Mojtaba Khamenei wants to emerge from hiding for his father’s July 9 burial in Mashhad, but Iranian security officials have so far rejected the idea over fears that Israel could kill him at the ceremony or use the appearance to track him back to his hideout, The New York Times reported Saturday.
The report, citing two Revolutionary Guards members and a person involved in planning the funeral, said Khamenei, 56, has told officials he wants to appear at the July 9 burial at the Imam Reza shrine in Mashhad and recite the prayer for the dead over his father’s body.
All three sources spoke anonymously because they were not authorized to discuss the sensitive preparations, according to the Times. The report said Mojtaba was also absent Wednesday from a memorial ceremony for his wife, teenage son and other relatives killed on the first day of the war, when Israeli and U.S. strikes hit the family compound.
Iran launched a six-day funeral procession for former Supreme Leader Ayatollah Ali Khamenei on Saturday, nearly four months after he was killed in the opening strike of the U.S.-Israeli war. The ceremonies began at Tehran’s Grand Mosalla prayer complex and are due to pass through major Shiite sites before the burial in Mashhad, in what Tehran is staging as a mass display of regime continuity and defiance.

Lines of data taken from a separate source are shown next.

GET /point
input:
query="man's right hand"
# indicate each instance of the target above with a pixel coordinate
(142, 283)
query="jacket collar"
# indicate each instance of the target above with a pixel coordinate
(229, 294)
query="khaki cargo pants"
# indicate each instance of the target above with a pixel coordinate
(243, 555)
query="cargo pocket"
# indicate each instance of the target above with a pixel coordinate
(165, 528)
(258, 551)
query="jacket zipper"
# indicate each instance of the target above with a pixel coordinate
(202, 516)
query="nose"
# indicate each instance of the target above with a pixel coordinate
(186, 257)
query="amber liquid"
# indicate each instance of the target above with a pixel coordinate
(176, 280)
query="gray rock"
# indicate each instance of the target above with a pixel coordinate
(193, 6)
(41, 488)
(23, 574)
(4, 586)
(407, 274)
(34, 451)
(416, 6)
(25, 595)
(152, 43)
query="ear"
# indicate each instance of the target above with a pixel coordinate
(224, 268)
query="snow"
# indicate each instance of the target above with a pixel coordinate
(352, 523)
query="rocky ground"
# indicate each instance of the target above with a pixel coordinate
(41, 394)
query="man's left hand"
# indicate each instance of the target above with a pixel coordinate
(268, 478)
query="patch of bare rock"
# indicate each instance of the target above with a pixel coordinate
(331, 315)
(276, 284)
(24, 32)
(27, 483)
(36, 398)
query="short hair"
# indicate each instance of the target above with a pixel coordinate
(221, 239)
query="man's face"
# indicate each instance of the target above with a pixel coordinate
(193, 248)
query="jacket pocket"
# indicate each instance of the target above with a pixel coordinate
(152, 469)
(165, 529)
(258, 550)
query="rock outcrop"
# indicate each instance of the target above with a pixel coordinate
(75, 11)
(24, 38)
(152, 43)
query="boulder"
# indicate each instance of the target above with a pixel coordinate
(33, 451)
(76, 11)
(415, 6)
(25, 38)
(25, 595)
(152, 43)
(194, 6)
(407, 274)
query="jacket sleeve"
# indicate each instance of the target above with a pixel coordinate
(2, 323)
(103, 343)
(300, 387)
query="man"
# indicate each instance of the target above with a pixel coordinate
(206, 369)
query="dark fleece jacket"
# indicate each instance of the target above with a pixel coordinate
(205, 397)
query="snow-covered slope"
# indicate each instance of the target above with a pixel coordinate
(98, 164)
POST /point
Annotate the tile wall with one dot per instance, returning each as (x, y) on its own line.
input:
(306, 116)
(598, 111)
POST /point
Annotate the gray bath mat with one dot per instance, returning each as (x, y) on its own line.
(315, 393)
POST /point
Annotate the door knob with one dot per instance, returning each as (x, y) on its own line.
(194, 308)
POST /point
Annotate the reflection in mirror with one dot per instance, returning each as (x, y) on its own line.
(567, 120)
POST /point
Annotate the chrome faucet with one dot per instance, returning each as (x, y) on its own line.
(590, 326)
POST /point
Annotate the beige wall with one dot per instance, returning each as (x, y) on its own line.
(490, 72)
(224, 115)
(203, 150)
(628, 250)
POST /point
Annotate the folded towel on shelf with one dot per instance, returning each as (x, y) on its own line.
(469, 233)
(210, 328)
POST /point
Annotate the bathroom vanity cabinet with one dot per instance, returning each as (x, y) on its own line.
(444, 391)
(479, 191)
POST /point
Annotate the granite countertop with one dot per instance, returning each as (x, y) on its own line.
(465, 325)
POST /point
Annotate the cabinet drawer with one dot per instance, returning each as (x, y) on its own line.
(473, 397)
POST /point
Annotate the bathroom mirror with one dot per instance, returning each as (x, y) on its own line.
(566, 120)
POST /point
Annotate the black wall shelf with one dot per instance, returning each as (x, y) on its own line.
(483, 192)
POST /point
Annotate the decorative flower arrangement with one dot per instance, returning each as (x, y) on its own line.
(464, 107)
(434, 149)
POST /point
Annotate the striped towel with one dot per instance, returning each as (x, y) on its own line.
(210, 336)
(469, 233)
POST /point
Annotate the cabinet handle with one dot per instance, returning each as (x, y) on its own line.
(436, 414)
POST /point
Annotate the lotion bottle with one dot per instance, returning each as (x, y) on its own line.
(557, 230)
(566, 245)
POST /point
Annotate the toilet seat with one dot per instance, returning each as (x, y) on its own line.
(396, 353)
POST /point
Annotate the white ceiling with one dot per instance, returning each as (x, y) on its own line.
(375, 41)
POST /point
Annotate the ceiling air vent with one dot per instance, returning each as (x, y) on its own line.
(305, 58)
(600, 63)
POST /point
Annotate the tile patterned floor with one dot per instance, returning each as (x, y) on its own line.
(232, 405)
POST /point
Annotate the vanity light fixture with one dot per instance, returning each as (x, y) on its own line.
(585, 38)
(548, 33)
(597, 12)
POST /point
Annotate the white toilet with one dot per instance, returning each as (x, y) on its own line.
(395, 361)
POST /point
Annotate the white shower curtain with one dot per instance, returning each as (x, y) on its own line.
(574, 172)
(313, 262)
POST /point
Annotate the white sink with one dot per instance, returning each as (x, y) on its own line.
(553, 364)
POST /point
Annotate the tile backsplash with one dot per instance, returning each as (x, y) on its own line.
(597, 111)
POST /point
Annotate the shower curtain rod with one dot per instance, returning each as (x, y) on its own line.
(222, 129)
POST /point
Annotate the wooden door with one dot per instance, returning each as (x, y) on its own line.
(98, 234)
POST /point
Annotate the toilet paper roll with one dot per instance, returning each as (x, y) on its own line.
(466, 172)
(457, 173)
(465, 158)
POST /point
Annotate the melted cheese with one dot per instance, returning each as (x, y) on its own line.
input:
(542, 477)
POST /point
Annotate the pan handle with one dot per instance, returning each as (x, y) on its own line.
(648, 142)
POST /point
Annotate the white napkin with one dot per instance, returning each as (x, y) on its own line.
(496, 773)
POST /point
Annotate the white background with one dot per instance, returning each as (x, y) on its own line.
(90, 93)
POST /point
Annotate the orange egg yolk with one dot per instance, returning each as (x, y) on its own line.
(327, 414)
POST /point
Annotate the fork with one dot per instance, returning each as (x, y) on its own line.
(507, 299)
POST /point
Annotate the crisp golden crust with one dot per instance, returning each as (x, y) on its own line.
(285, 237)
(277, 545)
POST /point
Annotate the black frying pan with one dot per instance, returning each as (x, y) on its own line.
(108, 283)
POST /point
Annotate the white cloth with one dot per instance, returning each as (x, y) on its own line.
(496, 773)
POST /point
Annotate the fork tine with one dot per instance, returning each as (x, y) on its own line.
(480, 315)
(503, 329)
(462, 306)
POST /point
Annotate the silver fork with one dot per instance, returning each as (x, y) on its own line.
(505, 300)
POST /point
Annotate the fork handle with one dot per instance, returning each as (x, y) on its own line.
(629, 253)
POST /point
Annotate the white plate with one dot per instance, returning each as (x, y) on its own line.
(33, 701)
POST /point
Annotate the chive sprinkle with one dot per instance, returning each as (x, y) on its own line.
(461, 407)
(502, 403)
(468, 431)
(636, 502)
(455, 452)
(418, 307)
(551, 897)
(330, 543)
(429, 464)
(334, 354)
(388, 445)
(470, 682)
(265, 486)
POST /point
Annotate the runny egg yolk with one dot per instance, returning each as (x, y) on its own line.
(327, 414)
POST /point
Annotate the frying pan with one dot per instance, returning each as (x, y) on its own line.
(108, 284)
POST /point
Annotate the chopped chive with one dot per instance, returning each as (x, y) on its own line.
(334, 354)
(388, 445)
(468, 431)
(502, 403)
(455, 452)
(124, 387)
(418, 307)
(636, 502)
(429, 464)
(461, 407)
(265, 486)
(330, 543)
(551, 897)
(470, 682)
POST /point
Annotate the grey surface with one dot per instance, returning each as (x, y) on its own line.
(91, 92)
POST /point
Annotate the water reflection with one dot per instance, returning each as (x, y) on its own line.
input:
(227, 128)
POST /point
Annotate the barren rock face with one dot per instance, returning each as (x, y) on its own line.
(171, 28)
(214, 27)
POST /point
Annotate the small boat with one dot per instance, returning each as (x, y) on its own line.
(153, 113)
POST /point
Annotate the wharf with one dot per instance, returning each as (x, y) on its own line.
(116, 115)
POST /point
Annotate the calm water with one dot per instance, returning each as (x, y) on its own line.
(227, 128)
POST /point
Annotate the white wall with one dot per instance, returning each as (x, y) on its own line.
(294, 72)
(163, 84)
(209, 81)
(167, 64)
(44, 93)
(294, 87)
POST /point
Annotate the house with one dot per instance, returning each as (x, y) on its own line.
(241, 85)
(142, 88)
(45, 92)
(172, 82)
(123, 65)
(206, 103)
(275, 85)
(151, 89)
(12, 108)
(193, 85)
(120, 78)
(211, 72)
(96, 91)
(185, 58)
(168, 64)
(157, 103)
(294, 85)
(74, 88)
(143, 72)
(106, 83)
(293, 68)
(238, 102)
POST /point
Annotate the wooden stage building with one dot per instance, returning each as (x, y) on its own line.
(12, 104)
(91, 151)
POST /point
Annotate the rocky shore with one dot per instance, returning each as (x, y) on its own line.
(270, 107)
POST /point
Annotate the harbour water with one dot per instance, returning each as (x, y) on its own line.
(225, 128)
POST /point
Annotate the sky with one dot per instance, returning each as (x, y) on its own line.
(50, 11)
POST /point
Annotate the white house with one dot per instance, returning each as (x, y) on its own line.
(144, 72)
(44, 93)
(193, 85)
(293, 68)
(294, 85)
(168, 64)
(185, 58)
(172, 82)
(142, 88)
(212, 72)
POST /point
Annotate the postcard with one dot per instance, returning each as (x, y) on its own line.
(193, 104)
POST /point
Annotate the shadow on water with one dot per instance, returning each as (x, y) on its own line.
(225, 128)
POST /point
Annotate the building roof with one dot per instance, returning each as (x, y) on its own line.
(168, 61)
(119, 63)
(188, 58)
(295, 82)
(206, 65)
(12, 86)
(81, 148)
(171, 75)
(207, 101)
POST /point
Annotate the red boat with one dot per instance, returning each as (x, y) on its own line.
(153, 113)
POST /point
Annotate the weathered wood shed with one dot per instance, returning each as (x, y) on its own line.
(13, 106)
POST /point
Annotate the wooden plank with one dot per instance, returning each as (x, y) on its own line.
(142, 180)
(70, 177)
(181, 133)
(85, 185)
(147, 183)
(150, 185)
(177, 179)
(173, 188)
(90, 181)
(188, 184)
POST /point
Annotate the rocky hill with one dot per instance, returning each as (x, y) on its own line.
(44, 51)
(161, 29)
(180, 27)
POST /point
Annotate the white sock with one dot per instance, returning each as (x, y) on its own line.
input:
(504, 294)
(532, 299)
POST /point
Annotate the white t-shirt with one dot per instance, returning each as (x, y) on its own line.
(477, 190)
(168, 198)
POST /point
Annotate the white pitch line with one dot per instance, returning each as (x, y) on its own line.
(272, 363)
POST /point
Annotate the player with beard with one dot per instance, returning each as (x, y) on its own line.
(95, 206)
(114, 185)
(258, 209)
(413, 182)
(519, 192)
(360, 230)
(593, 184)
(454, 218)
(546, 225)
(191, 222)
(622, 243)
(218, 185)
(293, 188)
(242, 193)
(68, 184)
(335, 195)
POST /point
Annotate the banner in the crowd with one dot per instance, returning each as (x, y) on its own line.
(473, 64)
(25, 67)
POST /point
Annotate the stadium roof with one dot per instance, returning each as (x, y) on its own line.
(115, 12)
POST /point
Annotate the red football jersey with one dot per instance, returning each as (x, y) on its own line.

Senior Iranian officials and foreign allies have appeared at the ceremonies, including delegations from Russia, China, Pakistan and Iraq, as well as senior representatives of Iran-backed terror groups. The Houthis, Hezbollah, Hamas and Palestinian Islamic Jihad all sent figures to pay respects, underscoring the regime’s regional network even as the man widely seen as Khamenei’s heir remained out of public view.